Le document, tiré de la bougie vacillait élevé sur, et sursauta comme le reflet de la flamme sur le visage du cadavre d'avant en arrière et a joué, quand touché les muscles et les mots détimbrées vieille langue était, de sorte que la situé à distance serviteurs profonde horreur et consternation sont arrivés1.

Une aberration visuelle expliquée, débouche sur une aberration sonore certes explicable au premier degré, mais qui en dit peut-être plus long qu'on ne pourrait le penser de prime abord: c'est comme si le vieux Roderich voulait parler et dire par exemple qu'il désavoue la liaison de son fils avec une jeune femme suisse parce qu'elle n'appartient pas à la noblesse germanique

p.81: le père redoutait la ruine de la fondation du majorat et voyait en Julie une émanation du diable.

Grâce à l'étude de la relation entre le temps de la fiction et le temps de la narration, on constate immédiatement - en laissant de côté le bref épilogue de la nouvelle - que le second récit s'achève sur l'explication de l'énigmatique disparition de Seraphine, qui, à deux ou trois pages près, clôturait le premier récit. "Il se trouve que je

ne verrai plus Seraphim à nouveau", disait Theodor de manière laconique en laissant le

lecteur "sur sa faim"; la fin du second récit lui narre les circonstances de la mort de la jeune femme.
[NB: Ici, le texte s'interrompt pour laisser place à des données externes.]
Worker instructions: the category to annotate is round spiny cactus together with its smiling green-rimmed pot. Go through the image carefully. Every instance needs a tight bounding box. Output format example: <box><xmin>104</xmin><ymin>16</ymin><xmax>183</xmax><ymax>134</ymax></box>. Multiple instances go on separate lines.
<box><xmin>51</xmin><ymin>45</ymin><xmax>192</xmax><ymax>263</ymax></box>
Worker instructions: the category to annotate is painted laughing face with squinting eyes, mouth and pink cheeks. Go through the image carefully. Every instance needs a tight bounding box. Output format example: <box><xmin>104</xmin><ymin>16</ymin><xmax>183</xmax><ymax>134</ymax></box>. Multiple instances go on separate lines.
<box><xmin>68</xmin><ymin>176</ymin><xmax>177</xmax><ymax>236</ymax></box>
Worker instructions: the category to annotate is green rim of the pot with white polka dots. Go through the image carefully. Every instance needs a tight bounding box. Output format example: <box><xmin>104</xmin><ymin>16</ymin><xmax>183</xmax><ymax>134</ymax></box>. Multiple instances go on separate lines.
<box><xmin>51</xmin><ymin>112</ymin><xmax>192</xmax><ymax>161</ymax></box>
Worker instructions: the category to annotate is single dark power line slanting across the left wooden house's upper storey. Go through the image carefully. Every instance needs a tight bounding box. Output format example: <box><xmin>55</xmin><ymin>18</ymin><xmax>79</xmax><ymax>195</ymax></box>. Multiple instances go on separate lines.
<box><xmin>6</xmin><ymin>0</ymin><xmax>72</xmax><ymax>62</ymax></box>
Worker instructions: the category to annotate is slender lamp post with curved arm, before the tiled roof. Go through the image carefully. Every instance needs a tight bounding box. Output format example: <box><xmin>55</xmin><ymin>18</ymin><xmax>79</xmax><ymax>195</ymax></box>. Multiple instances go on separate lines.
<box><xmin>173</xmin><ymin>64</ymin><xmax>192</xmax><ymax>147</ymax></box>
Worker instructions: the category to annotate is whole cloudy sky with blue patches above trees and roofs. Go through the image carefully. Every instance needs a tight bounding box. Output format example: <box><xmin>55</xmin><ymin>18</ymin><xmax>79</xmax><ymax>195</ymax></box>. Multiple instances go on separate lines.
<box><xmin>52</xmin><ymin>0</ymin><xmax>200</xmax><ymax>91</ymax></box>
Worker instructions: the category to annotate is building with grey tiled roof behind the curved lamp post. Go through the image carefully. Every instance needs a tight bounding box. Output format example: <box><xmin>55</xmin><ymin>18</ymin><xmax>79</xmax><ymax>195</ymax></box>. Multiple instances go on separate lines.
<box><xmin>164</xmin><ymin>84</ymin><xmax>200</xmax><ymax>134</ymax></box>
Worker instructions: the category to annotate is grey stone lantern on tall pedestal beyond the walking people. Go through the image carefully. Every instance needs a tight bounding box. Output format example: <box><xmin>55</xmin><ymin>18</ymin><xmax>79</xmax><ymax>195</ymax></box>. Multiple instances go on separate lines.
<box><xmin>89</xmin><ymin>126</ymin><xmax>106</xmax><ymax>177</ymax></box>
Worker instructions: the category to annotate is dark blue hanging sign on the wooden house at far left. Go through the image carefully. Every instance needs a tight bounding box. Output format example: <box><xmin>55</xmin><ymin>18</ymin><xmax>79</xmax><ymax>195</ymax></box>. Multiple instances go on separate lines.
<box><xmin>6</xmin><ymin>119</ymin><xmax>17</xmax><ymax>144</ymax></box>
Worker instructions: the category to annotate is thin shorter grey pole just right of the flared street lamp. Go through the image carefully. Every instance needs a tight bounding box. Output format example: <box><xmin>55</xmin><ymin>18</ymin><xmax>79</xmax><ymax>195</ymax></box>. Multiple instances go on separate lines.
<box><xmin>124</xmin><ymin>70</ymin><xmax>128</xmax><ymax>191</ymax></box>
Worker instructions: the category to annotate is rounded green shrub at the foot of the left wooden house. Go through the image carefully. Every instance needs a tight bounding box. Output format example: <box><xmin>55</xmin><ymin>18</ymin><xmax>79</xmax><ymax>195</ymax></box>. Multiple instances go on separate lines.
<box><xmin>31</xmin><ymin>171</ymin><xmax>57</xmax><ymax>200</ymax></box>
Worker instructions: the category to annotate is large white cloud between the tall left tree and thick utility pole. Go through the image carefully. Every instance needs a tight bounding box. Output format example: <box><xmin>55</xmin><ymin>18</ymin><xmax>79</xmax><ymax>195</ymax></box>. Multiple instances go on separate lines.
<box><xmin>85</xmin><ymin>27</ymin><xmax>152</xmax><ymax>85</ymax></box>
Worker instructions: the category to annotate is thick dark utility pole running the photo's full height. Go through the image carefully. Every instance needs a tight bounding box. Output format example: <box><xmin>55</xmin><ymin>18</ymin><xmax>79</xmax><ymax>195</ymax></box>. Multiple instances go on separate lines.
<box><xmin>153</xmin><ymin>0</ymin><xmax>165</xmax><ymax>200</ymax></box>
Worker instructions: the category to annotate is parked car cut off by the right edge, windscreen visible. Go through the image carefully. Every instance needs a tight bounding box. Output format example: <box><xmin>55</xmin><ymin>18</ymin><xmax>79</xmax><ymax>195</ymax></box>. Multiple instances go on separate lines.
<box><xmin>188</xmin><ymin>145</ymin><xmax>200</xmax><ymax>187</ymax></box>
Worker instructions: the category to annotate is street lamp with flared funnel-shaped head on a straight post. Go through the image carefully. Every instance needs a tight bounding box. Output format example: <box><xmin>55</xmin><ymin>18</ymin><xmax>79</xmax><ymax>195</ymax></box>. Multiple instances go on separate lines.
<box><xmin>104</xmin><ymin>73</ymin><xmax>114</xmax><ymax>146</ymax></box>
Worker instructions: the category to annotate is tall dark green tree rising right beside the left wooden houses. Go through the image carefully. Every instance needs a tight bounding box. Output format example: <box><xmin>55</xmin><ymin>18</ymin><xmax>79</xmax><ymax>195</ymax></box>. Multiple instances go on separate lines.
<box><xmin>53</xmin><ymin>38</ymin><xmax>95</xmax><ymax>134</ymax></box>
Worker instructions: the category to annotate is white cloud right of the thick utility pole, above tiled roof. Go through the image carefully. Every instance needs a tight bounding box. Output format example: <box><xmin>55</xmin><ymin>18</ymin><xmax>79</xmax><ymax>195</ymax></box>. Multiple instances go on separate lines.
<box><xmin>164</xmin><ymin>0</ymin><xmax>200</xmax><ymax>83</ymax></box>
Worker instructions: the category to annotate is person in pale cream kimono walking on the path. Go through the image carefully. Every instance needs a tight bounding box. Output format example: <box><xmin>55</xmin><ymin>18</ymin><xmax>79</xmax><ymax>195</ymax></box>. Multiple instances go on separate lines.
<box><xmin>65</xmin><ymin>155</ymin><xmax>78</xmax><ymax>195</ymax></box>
Ceci a pour conséquence que, vers la fin de la seconde histoire, l'accent est mis sur la trame événementielle et que le narrateur disparaît quasiment en tant qu'actant du premier récit. Il n'est plus là que comme auditeur du récit de son oncle afin que le lecteur prenne connaissance des faits en même temps que lui. C'est une pure instance de réception de la fiction. Voici pourquoi Theodor (le narrateur de la nouvelle dans son intégralité), reprenant en main la conduite du récit pour à peine deux pages, s'étend si peu sur le chagrin qu'il devrait ressentir à l'annonce de cette mort - surtout en tant qu'archétype du personnage romantique hypersensible. Les évènements formant la substance du premier récit sont quasiment éludés, les transitions sont brutales: " Alors l'oncle rugueux dit tout, maintenant il a pris ma main...". Puis, à peine une quinzaine de lignes plus bas, après une énorme compression du temps de la narration, on trouve l'épilogue situé après la mort de l'oncle de Theodor.Les procédés peuvent sembler manquer de finesse mais, formellement, pour reprendre l'expression populaire: "la boucle est bouclée". Sur ce point donc, la composition est irréprochable.
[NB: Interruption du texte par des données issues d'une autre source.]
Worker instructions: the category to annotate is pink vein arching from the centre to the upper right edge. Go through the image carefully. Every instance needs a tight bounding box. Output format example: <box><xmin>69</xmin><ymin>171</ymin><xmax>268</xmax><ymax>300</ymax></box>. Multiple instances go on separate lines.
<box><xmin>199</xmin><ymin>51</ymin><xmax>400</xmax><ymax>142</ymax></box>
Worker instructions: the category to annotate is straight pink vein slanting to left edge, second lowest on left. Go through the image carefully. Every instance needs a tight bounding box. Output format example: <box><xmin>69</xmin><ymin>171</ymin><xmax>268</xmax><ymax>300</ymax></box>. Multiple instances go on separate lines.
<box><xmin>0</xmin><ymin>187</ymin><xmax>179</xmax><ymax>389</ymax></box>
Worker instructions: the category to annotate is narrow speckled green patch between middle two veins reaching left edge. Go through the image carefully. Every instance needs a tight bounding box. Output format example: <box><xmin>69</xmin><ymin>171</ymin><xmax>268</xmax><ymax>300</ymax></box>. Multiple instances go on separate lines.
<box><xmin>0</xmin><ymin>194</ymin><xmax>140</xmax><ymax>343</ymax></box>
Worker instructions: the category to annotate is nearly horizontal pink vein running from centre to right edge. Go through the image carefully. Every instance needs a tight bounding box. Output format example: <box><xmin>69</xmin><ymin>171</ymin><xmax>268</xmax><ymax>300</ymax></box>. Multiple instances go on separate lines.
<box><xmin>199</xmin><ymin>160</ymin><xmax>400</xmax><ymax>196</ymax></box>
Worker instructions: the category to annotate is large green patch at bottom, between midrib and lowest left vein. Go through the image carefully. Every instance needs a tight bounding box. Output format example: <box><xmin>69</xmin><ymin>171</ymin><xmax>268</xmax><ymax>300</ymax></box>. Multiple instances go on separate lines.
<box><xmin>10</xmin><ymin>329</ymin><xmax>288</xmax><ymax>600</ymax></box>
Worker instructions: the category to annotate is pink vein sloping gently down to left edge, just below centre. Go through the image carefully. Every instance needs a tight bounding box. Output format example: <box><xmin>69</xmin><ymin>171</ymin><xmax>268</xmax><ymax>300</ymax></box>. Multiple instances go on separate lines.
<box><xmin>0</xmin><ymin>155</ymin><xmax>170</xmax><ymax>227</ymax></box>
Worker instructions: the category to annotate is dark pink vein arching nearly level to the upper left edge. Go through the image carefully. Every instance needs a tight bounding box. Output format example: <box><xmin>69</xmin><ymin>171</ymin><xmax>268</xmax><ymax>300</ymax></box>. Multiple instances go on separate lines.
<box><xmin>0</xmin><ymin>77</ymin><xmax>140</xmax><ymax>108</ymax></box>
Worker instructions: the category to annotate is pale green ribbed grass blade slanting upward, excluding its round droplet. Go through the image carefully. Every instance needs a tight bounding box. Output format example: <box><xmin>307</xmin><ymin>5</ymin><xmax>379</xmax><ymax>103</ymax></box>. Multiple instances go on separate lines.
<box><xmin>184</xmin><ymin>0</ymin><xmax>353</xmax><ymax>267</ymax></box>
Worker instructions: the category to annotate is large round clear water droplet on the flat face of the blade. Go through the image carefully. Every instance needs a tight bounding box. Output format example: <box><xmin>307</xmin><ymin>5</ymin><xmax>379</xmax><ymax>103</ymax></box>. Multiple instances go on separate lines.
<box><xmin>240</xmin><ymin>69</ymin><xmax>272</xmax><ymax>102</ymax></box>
II.3.4. La narration tambour battant

Il n'en va pas de même de l'organisation interne du récit. On dirait qu'Hoffmann a voulu mener la narration tambour battant, tout au moins à la fin de la nouvelle. Nous précisons " à la fin de la nouvelle" car la narration des évènements subit des variations de tempo considérables: accélération un peu intempestive après la chute de Wolfgang au fond du gouffre, qui va jusqu'au résumé pur et simple; longues pauses descriptives lors des scènes de rapprochement amoureux auprès du pianoforte ou explications juridiques "à rallonge" concernant la problématique du majorat.

Avant toute chose, c'est l'absence de structuration du récit qui frappe. Le texte est extrêmement compact, touffu. Il y a dilution de la forme en une sorte de continuum, émiettement des évènements qui semblent échapper à toute hiérarchisation. C'est là que réside le désordre et non pas dans le temps.